Lieutenant Commander Egbert Roth
Monday, December 10, 2012
Egbert Roth was born on this date in 1905 to a German-Russian butcher in Hebron. One of his crew members later said, “He wasn’t very tall, slim built. A very nice-looking man.”1
Roth graduated from the U.S. Naval Academy in 1927, and in 1941 he was commanding the USS Tanager, a mine-sweeper serving in the Philippines. The Japanese attacked Pearl Harbor on December 7, and three days later, on his 36th birthday, Egbert Roth earned the prestigious Navy Cross.
His citation reads: Although his command was straddled by enemy Japanese bombs during the air attack on the Navy Yard, Cavite, Philippine Islands, on 10 December 1941, and despite extensive splinter damage to his ship, Lieutenant Commander Roth displayed excellent seamanship and leadership in fighting and maneuvering his ship. His conduct on this occasion enabled him, later, to conduct further missions of strategic importance of a hazardous nature, despite frequent aggressive enemy horizontal and dive bombing attacks…

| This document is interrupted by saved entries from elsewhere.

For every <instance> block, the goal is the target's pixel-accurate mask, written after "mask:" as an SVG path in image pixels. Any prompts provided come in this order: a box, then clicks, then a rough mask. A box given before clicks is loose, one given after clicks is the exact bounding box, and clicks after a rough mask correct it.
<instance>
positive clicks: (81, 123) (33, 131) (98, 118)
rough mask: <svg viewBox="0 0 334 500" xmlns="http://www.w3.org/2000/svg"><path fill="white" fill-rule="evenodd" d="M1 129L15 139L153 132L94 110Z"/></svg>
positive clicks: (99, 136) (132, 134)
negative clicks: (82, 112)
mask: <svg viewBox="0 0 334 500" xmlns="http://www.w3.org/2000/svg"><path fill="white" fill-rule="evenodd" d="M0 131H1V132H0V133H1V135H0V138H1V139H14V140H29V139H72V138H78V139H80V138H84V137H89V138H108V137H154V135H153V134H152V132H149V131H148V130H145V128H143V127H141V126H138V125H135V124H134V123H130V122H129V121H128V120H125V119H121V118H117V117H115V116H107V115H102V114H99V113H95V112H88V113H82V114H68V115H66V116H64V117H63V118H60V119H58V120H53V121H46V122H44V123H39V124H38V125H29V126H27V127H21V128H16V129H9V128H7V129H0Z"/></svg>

During the Battle of the Coral Sea in May 1942, the Tanager was hit by shore battery fire and the ship sunk off of Corregidor. Commander Roth was captured and held in several Philippine prison camps before he and about eighteen hundred other prisoners were boarded onto the Arisan Maru in October 1944.
The Arisan Maru, one of the infamous Japanese “hell ships,” was diverted south for about ten days to avoid U.S. air and naval attacks. The ship returned to Manila for supplies on October 20th and then joined a large convoy headed for Japan.
The prison ship was not marked to show it held American prisoners, and at about 5 p.m. on October 24th, it was torpedoed and split open by an American ship. The rear section began sinking, so the guards cut the rope ladders into the prisoner holds and abandoned ship. But the prisoners managed to restore the ladders, and almost all of them survived at first. Many swam after their guards, who were being rescued by Japanese destroyers. But they were forced away and left to drown.
Commander Roth and several others held onto some wreckage for several days, but he eventually slipped away, along with at least eight other North Dakotans.
To this day, the destruction of the Arisan Maru is the single greatest loss of American life in a military sinking. Only nine of some eighteen-hundred prisoners survived.